Album of the Week: Turnpike Troubadours, A Long Way From Your Heart (2017)

Currently Reading: S.A. Chakraborty, The Adventures of Amina al-Sirafi, Salman Rushdie, Midnight’s Children; Michael Kulikowski, The Triumph of Empire

Weekly Varia no. 10, 01/21/23

The first week of the semester is in the books. All three of my classes have gotten off to pretty good starts, but I always forget how exhausting the first week of the semester can be. My to-do list has bloomed (more algae than roses, though) heading into this weekend, so this weekend will be spent slowly working through tasks that range from some administrative upkeep to shorting up soft spots in my reading lists to the first round of grading, lest the semester snowball out of control.

This week’s varia:

  • Daniel Bessner has a good opinion piece in the Times about the perilous state of history. He points out that “deprofessionalization” of the field creates the breeding grounds for ” the ahistoric ignorance upon which reaction relies” because so much “history” is placed in the hands of social media influencers and influential partisan actors like Bill O’Reilly.
  • ChatGPT roundups are just a thing, I guess.
  • The Missouri legislature is currently debating a bunch of CRT-in-education bills. One proposed bill ensures that nobody will be offering kindergartners classes in CRT, a field of study usually reserved for law schools and advanced sociology degrees. I say, why are parents trying to stop their kids from being pushed ahead? More seriously, this is a continuation of last year’s cultural war du jour that treats any sort of training on issues of diversity, equity and inclusion as nefarious CRT and legislates feelings in a way that puts teachers in an impossible position, which is why one proponent of the bill simply refused to define what he meant by it.
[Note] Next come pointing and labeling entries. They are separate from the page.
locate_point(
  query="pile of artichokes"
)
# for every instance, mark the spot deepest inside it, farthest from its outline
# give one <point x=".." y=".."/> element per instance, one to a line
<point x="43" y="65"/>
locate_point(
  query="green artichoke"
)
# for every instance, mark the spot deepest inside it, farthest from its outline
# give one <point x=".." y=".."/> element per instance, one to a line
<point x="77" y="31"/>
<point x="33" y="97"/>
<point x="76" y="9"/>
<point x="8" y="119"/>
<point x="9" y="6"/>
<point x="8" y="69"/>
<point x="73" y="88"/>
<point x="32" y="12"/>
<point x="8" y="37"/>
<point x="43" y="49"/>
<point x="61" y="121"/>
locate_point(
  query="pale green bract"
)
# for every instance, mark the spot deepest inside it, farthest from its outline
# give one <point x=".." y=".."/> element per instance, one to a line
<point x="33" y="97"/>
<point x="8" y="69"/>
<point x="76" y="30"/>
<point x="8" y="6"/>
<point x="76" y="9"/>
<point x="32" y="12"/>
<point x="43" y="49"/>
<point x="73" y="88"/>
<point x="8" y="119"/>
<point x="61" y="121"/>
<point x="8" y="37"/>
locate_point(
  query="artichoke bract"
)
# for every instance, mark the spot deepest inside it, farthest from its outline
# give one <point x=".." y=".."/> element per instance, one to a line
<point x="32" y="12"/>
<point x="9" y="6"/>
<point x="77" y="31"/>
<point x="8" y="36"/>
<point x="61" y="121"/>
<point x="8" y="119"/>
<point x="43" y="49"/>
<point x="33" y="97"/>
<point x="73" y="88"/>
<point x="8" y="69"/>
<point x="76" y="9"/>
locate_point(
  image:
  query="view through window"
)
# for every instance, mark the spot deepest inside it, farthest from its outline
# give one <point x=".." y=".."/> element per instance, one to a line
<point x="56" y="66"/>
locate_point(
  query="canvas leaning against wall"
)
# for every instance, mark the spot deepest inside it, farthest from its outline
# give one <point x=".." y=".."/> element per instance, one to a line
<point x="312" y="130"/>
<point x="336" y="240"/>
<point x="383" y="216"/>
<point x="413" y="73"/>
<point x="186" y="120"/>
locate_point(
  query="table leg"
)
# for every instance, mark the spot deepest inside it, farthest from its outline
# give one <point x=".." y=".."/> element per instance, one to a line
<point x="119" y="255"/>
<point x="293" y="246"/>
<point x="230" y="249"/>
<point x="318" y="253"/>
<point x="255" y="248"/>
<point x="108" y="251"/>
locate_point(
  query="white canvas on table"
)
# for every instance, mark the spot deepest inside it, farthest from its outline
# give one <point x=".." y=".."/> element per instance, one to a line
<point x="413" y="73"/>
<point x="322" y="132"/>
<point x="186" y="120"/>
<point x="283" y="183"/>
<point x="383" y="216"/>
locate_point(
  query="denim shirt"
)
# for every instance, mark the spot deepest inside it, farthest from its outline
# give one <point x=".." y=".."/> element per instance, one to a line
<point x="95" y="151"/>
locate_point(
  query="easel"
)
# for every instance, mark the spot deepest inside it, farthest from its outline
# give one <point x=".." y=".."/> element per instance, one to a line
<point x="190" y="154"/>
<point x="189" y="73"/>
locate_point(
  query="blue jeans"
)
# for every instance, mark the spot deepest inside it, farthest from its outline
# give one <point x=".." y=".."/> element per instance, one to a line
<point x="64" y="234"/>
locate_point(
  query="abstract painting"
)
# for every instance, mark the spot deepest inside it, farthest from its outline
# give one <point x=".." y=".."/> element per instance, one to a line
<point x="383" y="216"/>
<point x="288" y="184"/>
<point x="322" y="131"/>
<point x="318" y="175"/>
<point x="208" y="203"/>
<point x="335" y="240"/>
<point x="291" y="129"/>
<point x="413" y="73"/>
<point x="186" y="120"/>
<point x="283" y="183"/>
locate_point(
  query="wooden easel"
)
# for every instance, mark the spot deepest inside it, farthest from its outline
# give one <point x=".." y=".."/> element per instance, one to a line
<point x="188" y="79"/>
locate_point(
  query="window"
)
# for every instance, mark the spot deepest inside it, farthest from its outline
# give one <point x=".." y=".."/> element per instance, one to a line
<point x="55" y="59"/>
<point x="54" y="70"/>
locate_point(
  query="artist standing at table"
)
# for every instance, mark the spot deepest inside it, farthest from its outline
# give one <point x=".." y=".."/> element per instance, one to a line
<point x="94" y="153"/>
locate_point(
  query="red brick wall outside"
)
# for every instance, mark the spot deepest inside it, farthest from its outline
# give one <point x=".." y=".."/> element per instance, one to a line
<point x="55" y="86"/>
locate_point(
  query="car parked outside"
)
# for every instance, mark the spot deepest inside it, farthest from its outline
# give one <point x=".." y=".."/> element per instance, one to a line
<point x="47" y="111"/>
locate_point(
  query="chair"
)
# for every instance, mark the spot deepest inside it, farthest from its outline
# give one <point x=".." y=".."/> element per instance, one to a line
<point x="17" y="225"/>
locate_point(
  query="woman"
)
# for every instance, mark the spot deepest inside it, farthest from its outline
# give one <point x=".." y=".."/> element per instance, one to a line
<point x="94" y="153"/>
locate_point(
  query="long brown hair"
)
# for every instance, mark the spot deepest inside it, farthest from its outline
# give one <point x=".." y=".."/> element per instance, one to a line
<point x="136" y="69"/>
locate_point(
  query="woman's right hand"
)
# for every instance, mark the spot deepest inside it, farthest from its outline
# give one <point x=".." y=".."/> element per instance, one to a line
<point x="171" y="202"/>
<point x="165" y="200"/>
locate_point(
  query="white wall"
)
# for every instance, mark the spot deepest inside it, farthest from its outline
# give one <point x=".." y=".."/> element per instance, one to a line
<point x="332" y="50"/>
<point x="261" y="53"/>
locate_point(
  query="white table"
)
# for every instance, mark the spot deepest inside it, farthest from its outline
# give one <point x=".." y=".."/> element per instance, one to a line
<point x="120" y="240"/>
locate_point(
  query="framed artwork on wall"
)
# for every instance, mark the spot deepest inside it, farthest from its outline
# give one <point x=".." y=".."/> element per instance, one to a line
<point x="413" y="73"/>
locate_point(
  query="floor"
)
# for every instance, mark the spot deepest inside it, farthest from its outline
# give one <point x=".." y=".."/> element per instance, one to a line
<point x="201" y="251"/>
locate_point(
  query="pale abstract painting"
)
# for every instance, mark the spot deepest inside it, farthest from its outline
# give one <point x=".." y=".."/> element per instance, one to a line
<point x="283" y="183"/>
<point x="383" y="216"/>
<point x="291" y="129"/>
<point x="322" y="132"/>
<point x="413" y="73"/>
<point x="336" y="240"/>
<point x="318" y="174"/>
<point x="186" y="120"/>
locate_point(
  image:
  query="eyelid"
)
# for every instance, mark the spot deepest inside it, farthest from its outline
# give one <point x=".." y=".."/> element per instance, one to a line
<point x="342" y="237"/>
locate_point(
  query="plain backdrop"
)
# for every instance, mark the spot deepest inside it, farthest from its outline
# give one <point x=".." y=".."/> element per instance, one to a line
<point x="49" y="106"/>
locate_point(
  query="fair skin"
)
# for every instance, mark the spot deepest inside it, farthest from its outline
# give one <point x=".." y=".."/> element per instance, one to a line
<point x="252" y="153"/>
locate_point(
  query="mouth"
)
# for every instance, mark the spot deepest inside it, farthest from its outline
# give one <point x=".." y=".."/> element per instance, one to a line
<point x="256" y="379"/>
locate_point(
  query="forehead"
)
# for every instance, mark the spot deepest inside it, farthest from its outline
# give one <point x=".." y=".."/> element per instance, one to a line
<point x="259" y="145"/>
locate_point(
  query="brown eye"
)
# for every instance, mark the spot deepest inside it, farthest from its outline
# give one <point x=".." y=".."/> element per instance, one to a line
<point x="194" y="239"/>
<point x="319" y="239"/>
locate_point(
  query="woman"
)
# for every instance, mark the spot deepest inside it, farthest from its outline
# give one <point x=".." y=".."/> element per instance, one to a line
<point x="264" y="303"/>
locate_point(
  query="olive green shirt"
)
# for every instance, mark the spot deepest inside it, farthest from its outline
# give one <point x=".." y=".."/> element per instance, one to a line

These sorts of debates only hurt education, but what bothers me most about the committee meeting is the hostility toward education and educators. When a poll revealed that only one school district claimed they taught a class on these issues, the committee chair’s response was “at least one school district was honest.”
  • The Washington Post has a profile of Matt Yglesias, looking at his career as a disrupter, contrarian, and public thinker. Personally, I find Yglesias to be a problematic figure whose primary claim as someone who can spin a plausible argument out of minimal evidence is as symptomatic of where we are as a society as is Donald Trump. Every once in a while he makes a worthwhile point, but, most of the time, he’s functionally firing hot takes that get treated as something more substantial.
  • The re-election campaign for Chicago Mayor Lori Lightfoot, who appoints the Chicago school superintendent, sent email to schoolteachers asking that they encourage students to work for the campaign in exchange for school credit. This very likely violates ethics rules—especially since there credible (it’s Chicago) accusations of retaliation from the mayor. Students volunteering for campaigns for credit is nothing new, but teachers are not supposed to encourage participation in specific campaigns.
  • The Oversight Board at Meta, which oversees content decisions for both Facebook and Instagram, has told the company that it should “free the nipple” (so to speak). What this will look like is yet to be determined since the company is still likely to want to keep pornography off the platforms, which was the genesis of the policy.
  • A Republican candidate for office in New Mexico has been arrested as the mastermind of a string of shootings that targeted Democratic politicians in the state. The man had to overcome a legal challenge to even stay in the election given his prior felony conviction and, unsurprisingly, he claims that the election was stolen from him.
  • An Indiana woman repeatedly stabbed an 18-year-old student in Indiana University of Asian heritage. The suspect told police that it “would be one less person to blow up our country.”
  • The Kansas City Defender, a black news outlet, reported on the abduction of black women in Kansas City, but the KC police department dismissed the allegations. Then, in December, a woman escaped captivity. Capital B News has an interview with Ryan Sorrell, the founder of the KC Defender, about the story and his efforts to create a crowd-sourced Black missing persons database.
  • Ohio officially declared natural gas “green energy.” The Washington Post has an article on how the campaign ran on Dark Money. Because, of course it did.
  • Americans might be done with the pandemic, but the pandemic is not done with us. Also from the Washington Post, winter COVID surges are a new normal, adding to the typical surges in other respiratory illnesses.
  • Jacinda Ardern is stepping down as Prime Minister of New Zealand, saying that she doesn’t have “enough in the tank” to do the job any longer. While this decision coincides with an uptick in threats against her, I am struck by a politician having the unusual level of self-awareness to know when enough is enough and the combination of humility and privilege to be able to act on that knowledge.
  • Vulture has a good piece on the labor conditions in Hollywood’s VFX studios where the industry standards were developed before the current age of enormous amounts of work after filming, which is leading to systemic understaffing and underpaying made worse by Marvel being a Goliath in the industry.
  • “Marge vs the Monorail” aired thirty years ago this month. Alan Siegel at The Ringer got Conan O’Brien to talk about his idea for the episode as a cross between The Music Man and an Irwin Allen disaster film.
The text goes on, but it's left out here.